Renewing a call for the Los Angeles County Sheriff’s Department to be more open about use of force, deputy discipline, complaints and other information, the agency’s civilian oversight commission adopted a formal resolution Thursday to push the department to post the data — which could include video of incidents — on the department’s website and report on its progress in 60 days.
The resolution came a month after the agency’s primary watchdog accused the department of dragging its feet in carrying out recommendations made more than two years ago intended to make the department more transparent. Inspector Gen.
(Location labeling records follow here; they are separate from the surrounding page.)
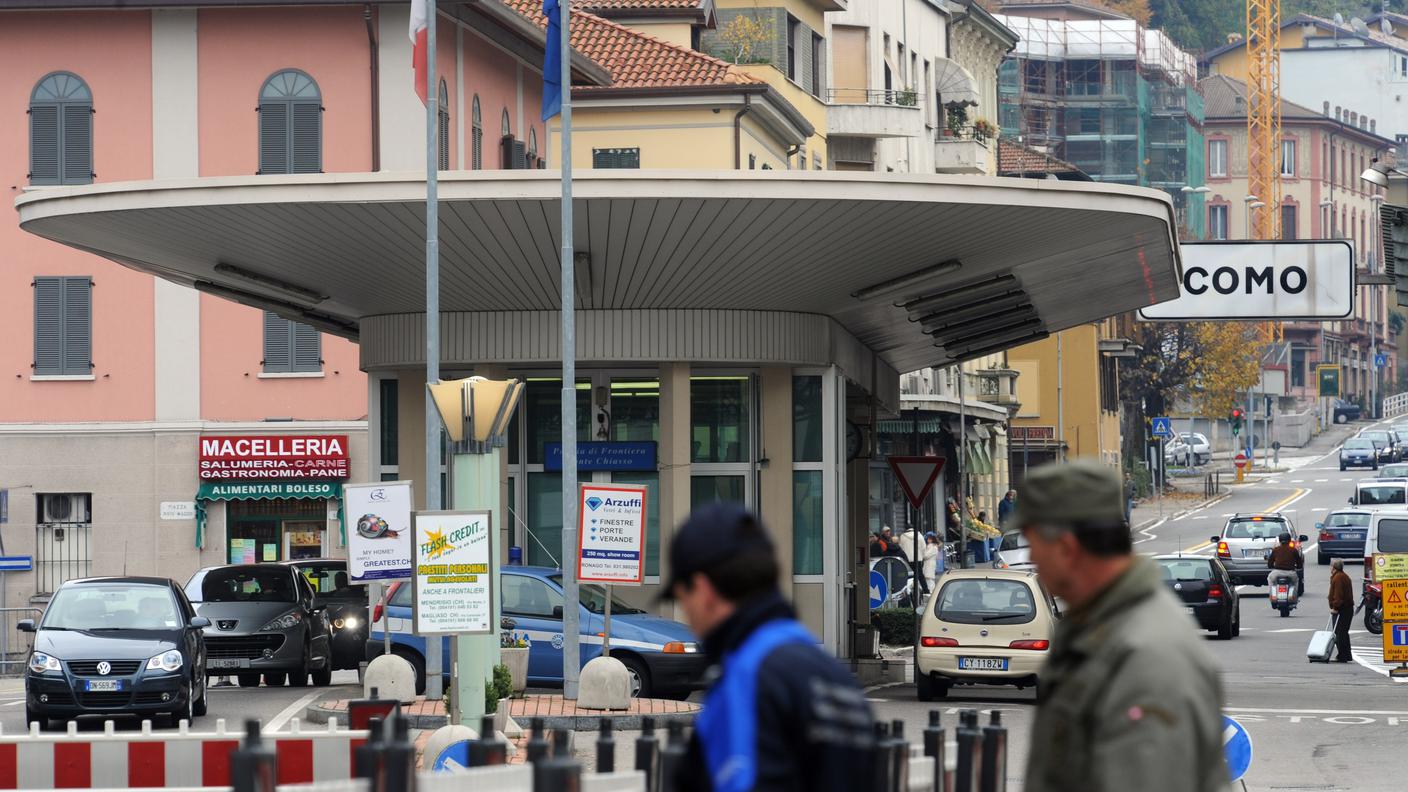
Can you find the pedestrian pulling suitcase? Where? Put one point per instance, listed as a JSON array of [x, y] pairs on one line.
[[1322, 644]]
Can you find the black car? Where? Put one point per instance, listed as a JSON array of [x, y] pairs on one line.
[[345, 603], [1204, 585], [265, 622], [116, 646]]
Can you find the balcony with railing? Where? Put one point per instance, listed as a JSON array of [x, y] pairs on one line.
[[873, 113]]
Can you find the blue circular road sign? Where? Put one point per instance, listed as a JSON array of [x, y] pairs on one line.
[[1236, 747]]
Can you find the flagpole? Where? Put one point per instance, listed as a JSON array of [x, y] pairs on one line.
[[434, 663], [570, 629]]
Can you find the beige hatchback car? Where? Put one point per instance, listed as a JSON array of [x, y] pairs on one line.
[[984, 627]]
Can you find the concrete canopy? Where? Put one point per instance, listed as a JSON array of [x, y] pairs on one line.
[[920, 269]]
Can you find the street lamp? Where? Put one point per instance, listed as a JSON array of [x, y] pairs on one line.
[[476, 413]]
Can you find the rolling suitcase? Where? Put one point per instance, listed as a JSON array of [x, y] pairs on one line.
[[1322, 644]]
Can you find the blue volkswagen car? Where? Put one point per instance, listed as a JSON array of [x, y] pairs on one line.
[[662, 656]]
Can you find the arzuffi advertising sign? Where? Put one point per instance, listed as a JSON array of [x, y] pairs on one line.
[[454, 588], [1262, 281], [275, 457], [379, 547], [611, 534]]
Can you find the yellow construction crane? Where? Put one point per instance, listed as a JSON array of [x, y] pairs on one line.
[[1263, 124]]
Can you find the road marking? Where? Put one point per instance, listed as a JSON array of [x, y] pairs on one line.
[[290, 712]]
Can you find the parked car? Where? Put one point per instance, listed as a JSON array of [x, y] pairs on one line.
[[984, 627], [1358, 453], [1346, 412], [662, 656], [1204, 585], [1248, 539], [265, 622], [116, 646], [1342, 534], [345, 603]]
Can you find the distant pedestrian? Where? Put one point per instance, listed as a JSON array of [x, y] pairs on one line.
[[1342, 606], [1129, 698], [782, 713]]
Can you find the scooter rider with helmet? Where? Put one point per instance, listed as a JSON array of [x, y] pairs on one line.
[[1287, 558]]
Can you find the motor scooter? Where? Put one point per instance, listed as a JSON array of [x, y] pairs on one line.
[[1284, 585]]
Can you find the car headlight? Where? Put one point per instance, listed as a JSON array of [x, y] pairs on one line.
[[285, 622], [165, 661]]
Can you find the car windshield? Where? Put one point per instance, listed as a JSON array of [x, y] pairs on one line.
[[248, 584], [976, 601], [1253, 529], [111, 606], [1393, 536], [1186, 570], [1383, 493]]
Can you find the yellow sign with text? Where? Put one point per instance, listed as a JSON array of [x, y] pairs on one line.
[[1390, 565]]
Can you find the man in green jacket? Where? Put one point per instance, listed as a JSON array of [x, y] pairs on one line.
[[1129, 698]]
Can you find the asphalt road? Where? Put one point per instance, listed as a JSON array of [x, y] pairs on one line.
[[1314, 726], [273, 706]]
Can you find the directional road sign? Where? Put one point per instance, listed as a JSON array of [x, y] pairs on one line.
[[917, 475], [1236, 747]]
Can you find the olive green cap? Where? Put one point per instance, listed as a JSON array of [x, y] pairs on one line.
[[1082, 491]]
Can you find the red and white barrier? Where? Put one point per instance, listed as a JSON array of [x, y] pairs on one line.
[[166, 760]]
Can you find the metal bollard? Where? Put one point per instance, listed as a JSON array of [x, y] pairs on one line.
[[366, 758], [606, 747], [537, 747], [648, 754], [672, 758], [970, 751], [254, 765], [994, 756], [935, 747], [899, 757], [487, 750]]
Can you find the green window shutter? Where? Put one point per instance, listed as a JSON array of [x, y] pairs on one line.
[[273, 137], [78, 144], [78, 326], [278, 354], [48, 326], [44, 144]]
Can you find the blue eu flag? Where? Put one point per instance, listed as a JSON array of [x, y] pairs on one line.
[[552, 62]]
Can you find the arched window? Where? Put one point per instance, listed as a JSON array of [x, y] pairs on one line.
[[476, 137], [61, 131], [290, 124], [442, 112]]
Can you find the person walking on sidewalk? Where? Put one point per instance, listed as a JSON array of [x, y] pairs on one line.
[[782, 713], [1342, 606], [1129, 698]]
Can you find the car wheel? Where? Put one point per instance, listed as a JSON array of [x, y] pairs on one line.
[[639, 675]]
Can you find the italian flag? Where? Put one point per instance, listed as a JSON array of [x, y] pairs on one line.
[[420, 24]]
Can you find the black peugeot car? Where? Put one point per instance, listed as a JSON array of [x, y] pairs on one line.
[[1204, 585], [116, 646]]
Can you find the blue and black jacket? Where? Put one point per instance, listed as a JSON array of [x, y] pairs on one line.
[[782, 715]]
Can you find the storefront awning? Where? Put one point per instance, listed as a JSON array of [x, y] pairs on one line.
[[265, 491]]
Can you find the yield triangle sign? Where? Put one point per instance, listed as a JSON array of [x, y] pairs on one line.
[[917, 475]]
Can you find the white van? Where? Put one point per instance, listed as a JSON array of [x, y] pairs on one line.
[[1380, 493]]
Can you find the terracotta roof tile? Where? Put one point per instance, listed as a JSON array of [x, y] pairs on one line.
[[634, 58]]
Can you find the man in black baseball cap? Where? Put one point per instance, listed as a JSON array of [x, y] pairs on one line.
[[782, 713]]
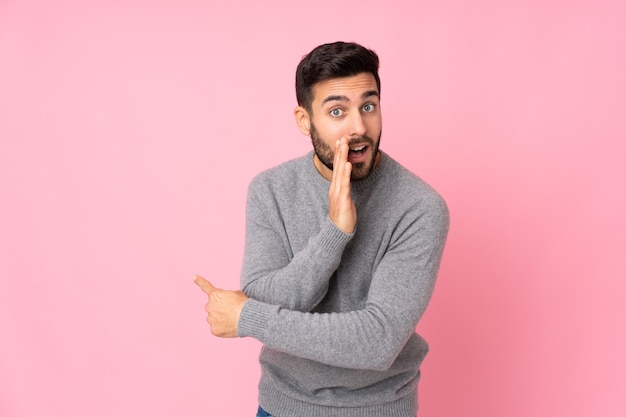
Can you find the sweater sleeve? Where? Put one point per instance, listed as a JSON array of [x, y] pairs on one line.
[[292, 281], [372, 337]]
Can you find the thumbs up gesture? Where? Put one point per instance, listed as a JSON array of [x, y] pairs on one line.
[[223, 308]]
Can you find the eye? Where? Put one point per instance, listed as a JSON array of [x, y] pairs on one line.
[[336, 112], [368, 108]]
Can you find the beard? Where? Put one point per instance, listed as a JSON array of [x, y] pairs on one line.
[[326, 154]]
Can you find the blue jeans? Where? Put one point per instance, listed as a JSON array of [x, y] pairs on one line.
[[263, 413]]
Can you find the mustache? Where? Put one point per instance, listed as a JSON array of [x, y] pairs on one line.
[[359, 140]]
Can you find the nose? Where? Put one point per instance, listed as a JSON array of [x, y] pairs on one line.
[[357, 125]]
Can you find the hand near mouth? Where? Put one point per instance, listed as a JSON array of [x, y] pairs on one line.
[[341, 209]]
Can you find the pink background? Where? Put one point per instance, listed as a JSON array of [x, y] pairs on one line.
[[129, 131]]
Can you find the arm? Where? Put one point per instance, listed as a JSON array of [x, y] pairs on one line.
[[370, 338], [271, 273]]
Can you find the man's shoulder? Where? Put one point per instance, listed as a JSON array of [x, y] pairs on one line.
[[408, 186]]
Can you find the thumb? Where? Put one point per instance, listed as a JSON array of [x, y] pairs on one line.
[[205, 285]]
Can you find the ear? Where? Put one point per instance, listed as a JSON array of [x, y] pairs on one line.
[[303, 120]]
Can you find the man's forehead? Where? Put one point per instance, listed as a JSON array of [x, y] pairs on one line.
[[355, 86]]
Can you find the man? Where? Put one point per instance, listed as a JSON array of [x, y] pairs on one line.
[[341, 255]]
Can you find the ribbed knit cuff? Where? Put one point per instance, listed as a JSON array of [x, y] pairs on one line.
[[253, 319]]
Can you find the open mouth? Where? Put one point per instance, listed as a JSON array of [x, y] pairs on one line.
[[358, 150]]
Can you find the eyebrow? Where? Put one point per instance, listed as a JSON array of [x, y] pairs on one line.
[[366, 94]]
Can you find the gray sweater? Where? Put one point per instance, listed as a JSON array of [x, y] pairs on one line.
[[337, 312]]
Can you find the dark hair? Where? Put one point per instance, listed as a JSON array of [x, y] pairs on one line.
[[333, 60]]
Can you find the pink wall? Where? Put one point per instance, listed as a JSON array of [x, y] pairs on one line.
[[128, 134]]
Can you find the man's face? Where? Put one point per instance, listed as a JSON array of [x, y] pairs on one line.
[[347, 107]]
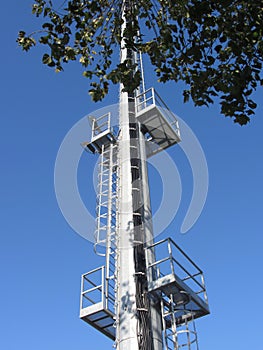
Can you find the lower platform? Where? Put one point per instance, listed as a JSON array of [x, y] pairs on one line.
[[100, 318], [176, 280]]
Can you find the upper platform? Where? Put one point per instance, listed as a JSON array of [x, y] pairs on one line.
[[160, 124], [102, 133]]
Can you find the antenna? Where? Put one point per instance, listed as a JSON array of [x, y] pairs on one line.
[[148, 294]]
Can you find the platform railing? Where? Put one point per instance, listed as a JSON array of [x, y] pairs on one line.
[[171, 259], [95, 289], [150, 97], [100, 124]]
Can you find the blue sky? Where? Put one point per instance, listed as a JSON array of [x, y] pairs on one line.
[[42, 258]]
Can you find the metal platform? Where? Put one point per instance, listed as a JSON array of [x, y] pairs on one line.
[[174, 274], [97, 302], [160, 124], [102, 133]]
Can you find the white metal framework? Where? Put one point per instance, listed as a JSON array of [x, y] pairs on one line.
[[147, 295]]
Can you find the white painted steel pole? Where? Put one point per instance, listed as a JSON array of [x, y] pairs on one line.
[[126, 322]]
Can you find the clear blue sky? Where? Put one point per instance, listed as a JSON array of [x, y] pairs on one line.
[[42, 258]]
Max Huntsman told the Sheriff Civilian Oversight Commission last month that he felt he was “getting slow-walked” by department officials who’d failed to post data on how many deputies were being punished and how many people were logging complaints against deputies, among other types of information.
The resolution, approved by all nine members of the commission, signaled a swift reaction by the 5-month-old body, whose members are still figuring out how to operate, which issues to focus on and how often to meet. Another resolution adopted in March to support Sheriff Jim McDonnell’s effort to notify prosecutors about problem deputies passed 5 to 2, with two members absent.
The new action recommends that the Sheriff’s Department publish on a quarterly basis information on the number of deputies and custody assistants being disciplined, the severity of their punishment, and the type of misconduct the employees are accused of. The commission wants to see a narrative of all shootings by deputies and whether the officers were disciplined in each event.
A statement sent in an e-mail by a department spokesman said McDonnell and his organization “are completely open to the Commission's recommendations and look forward to reporting back in 60 days with the progress already made and the options available to the department to expand the public data sharing project.”
The resolution also advises the department to post numbers on all serious uses of force, including head strikes with weapons, sheriff’s dog bites and force resulting in broken bones. It asks for the number of civilian complaints and their results, along with data on inmate deaths, the daily inmate population and crime. In all cases — not including identifying information — the commissioners want the public to be able to know the age, race, gender and mental health status of those involved.
“One of the reasons we were established was to help increase the level of transparency and accountability which we think should be part of what the sheriff is doing,” said Brian Williams, the commission’s executive director. “This resolution, we believe, goes a long way or at least takes a giant leap toward that.”
After Huntsman’s initial report on public data sharing in late 2014, the department began posting on its website some data about shootings by deputies, but Huntsman said the agency should go further.
Also Thursday, after Michele Ynfante of the advocacy group Dignity and Power Now said in a presentation that the department did not have a prominent link on its website to post a complaint, the department appeared to add a button on its site for “Commendations/Complaints” and signaled the update in a tweet just after the meeting.
The commission, which was created by the Los Angeles County Board of Supervisors, has no direct authority to require the Sheriff’s Department to take any actions. The body makes recommendations and hosts public hearings where anyone can speak about issues related to the department. Sheriff’s officials are regularly asked to make presentations at the meetings and answer questions.
6:45 p.m.: This article was updated with a statement from the Los Angeles County Sheriff’s Department.